The Minnesota/Dakotas chapter of the Crohn’s and Colitis Foundation of America (CCFA) had an array of activities going on last week to raise awareness about these diseases. As someone living with ulcerative colitis, I wanted to help raise awareness and support CCFA during the week.

I rocked my IBD Awareness bracelet each day.

ibd bracelet

On Tuesday night, the 35W bridge was lit up in blue and orange for IBD awareness week! I made sure stop by and take a picture while out running errands.

bridge

On Thursday night my sister and I headed to The Icehouse for a show benefiting Camp Oasis – CCFA’s summer camp for kids with Crohn’s and colitis.

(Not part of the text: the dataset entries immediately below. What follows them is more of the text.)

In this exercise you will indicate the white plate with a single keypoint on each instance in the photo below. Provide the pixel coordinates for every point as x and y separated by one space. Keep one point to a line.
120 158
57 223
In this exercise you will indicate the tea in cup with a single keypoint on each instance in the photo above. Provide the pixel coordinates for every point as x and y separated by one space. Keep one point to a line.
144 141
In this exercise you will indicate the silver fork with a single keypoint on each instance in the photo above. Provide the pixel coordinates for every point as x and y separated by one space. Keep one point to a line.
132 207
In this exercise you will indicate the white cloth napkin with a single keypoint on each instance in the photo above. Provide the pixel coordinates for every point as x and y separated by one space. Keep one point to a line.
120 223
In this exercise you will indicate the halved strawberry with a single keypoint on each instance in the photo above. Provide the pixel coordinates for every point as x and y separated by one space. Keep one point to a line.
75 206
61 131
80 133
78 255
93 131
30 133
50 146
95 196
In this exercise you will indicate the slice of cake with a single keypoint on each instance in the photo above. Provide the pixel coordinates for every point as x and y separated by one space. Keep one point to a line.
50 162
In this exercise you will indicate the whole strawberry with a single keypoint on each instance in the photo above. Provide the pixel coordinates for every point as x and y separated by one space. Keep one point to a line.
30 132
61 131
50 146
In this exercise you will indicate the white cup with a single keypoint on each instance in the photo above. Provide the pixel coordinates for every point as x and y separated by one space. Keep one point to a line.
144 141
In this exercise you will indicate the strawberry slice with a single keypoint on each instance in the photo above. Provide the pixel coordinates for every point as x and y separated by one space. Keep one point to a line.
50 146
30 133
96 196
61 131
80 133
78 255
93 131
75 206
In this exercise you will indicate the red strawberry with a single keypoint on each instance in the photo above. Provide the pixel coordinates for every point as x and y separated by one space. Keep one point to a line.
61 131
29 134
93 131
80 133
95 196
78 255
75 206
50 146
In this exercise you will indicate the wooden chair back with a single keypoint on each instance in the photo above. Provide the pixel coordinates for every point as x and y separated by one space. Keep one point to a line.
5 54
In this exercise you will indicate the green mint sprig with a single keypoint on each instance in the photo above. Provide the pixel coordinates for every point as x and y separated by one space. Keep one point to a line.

I had the opportunity to hear parents and kids talk about how awesome Camp Oasis is when I attended one of CCFA’s pediatric support groups to write a blog post for the chapter’s blog (it’ll be posted on there soon). It’s truly a place where kids living with Crohn’s and colitis can just be kids and be surrounded by people who totally understand what they’re going through because they live with these diseases too.

benefit3

There were three bands supplying the entertainment for the evening.

benefit 1 benefit 2

They also had a raffle and door prizes. My sister and I both won door prizes!

benefit 4

It was a great event and I had a chance to see some of the people I did Team Challenge with last fall.

Hopefully, in time, there won’t be a need for IBD Awareness Week because there will be cures for Crohn’s and Colitis. Until then, events and campaigns like these will help people understand these diseases and support research for better treatments.